Torasemide

Clinical data
- Trade names: Demadex, Tortas, Wator
- Other names: Torsemide, Torsemide (USAN US)
- AHFS/Drugs.com: Monograph
- MedlinePlus: a601212
- License data: US DailyMed: Torsemide;
- Routes of administration: By mouth, intraveneous
- Drug class: Loop diuretic
- ATC code: C03CA04 (WHO) ;

Legal status
- Legal status: US: ℞-only;

Pharmacokinetic data
- Bioavailability: 80-90%
- Protein binding: Highly bound (>99%).
- Metabolism: Liver (80%)
- Elimination half-life: 3.5 hours; Cirrhosis: 7-8 hours

Identifiers
- IUPAC name N-[(isopropylamino)carbonyl]-4-[(3-methylphenyl)amino]pyridine-3-sulfonamide;
- CAS Number: 56211-40-6;
- PubChem CID: 41781;
- IUPHAR/BPS: 7312;
- DrugBank: DB00214;
- ChemSpider: 38123;
- UNII: W31X2H97FB;
- KEGG: D00382;
- ChEBI: CHEBI:9637;
- ChEMBL: ChEMBL1148;
- CompTox Dashboard (EPA): DTXSID2023690 ;
- ECHA InfoCard: 100.164.924

Chemical and physical data
- Formula: C_{16}H_{20}N_{4}O_{3}S
- Molar mass: 348.42 g·mol^{−1}
- 3D model (JSmol): Interactive image;
- SMILES CC(C)NC(=O)NS(=O)(=O)c1cnccc1Nc2cc(C)ccc2;
- InChI InChI=1S/C16H20N4O3S/c1-11(2)18-16(21)20-24(22,23)15-10-17-8-7-14(15)19-13-6-4-5-12(3)9-13/h4-11H,1-3H3,(H,17,19)(H2,18,20,21); Key:NGBFQHCMQULJNZ-UHFFFAOYSA-N;

= Torasemide =

Diuretic medication

Torasemide, also known as torsemide, is a diuretic medication used to treat fluid overload due to heart failure, kidney disease, and liver disease. It is a less preferred treatment for high blood pressure. It is taken by mouth or by injection into a vein.

Common side effects include headache, increased urination, diarrhea, cough, and dizziness. Other side effects may include hearing loss and low blood potassium. Torasemide is a sulfonamide and loop diuretic. Use is not recommended in pregnancy or breastfeeding.

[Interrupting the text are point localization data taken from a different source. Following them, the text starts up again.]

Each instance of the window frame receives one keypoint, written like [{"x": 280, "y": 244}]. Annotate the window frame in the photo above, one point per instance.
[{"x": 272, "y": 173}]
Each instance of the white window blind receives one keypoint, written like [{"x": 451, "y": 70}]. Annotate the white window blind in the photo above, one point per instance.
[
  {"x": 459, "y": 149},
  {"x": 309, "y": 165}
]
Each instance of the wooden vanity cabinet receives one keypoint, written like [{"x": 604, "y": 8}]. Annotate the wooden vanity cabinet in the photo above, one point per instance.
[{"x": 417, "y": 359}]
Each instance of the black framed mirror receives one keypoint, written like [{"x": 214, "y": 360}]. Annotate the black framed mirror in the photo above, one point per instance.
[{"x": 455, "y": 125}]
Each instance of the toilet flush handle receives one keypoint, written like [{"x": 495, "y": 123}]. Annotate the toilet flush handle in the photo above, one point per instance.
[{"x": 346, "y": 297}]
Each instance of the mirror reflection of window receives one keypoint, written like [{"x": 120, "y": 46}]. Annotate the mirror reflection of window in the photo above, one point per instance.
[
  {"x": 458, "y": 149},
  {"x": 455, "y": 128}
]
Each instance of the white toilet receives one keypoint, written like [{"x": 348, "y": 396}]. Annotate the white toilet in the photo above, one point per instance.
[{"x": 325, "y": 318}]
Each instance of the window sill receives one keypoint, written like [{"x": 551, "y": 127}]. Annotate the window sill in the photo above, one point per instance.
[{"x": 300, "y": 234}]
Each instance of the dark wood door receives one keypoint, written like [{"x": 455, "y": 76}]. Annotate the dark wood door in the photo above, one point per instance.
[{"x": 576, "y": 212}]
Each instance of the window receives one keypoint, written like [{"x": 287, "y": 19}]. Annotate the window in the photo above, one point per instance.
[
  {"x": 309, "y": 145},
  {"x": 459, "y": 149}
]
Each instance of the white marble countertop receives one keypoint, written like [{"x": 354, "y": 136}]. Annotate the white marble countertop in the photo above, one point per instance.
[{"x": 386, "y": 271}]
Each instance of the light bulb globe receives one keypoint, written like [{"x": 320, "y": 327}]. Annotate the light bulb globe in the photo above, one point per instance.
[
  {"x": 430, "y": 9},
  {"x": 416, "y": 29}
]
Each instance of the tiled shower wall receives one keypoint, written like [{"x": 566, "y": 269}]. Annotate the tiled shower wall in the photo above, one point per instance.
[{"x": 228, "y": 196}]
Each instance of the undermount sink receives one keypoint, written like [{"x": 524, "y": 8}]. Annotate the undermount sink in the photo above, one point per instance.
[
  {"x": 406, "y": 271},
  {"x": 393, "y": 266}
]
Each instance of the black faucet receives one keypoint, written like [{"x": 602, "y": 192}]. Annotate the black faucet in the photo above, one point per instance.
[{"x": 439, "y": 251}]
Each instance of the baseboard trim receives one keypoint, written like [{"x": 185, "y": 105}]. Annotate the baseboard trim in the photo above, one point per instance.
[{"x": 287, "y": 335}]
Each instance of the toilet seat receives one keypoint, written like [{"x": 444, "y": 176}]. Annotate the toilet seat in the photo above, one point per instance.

It works by decreasing the reabsorption of sodium by the kidneys.

Torasemide was patented in 1974 and came into medical use in 1993. It is on the World Health Organization's List of Essential Medicines. It is available as a generic medication. In 2023, it was the 193rd most commonly prescribed medication in the United States, with more than 2 million prescriptions.

==Medical uses==
It is used to treat fluid overload due to heart failure. It is sometimes used to treat high blood pressure. Compared with furosemide, torasemide is associated with a lower risk of rehospitalization for heart failure and with improvement in New York Heart Association functional class, reflected by a reduction in NYHA class severity. In heart failure it may be safer and more effective than furosemide. Long-term outcomes with torasemide may be better than with furosemide in patients with heart failure.

==Adverse effects==
No evidence of torasemide-induced ototoxicity has been demonstrated in humans.

Loop diuretics, including torsemide, may decrease total body thiamine, particularly in people with poor thiamine intake, and this depletion may worsen heart failure. It is therefore reasonable to either also give thiamine supplements or to check blood thiamine levels in those being treated with chronic loop diuretics.

==Chemistry==
Compared with other loop diuretics, torasemide has a more prolonged diuretic effect than equipotent doses of furosemide and relatively decreased potassium loss.

==Names==

Torasemide is the recommended name of the drug (rINN) according to the (INN), which is the drug naming system coordinated by the World Health Organization. Torsemide is the official name of the drug according to the (USAN), which is the drug naming system coordinated by the USAN Council, which is co-sponsored by the American Medical Association (AMA), the United States Pharmacopeial Convention (USP), and the American Pharmacists Association (APhA).

== Veterinary uses ==
In May 2024, the US FDA conditionally approved the first torsemide animal medication for dogs. UpCard-CA1 (torsemide oral solution) was conditionally approved for use with concurrent therapy with pimobendan, spironolactone, and an angiotensin-converting enzyme (ACE) inhibitor for the management of pulmonary edema (fluid build-up in lungs) in dogs with congestive heart failure caused by myxomatous mitral valve disease (MMVD).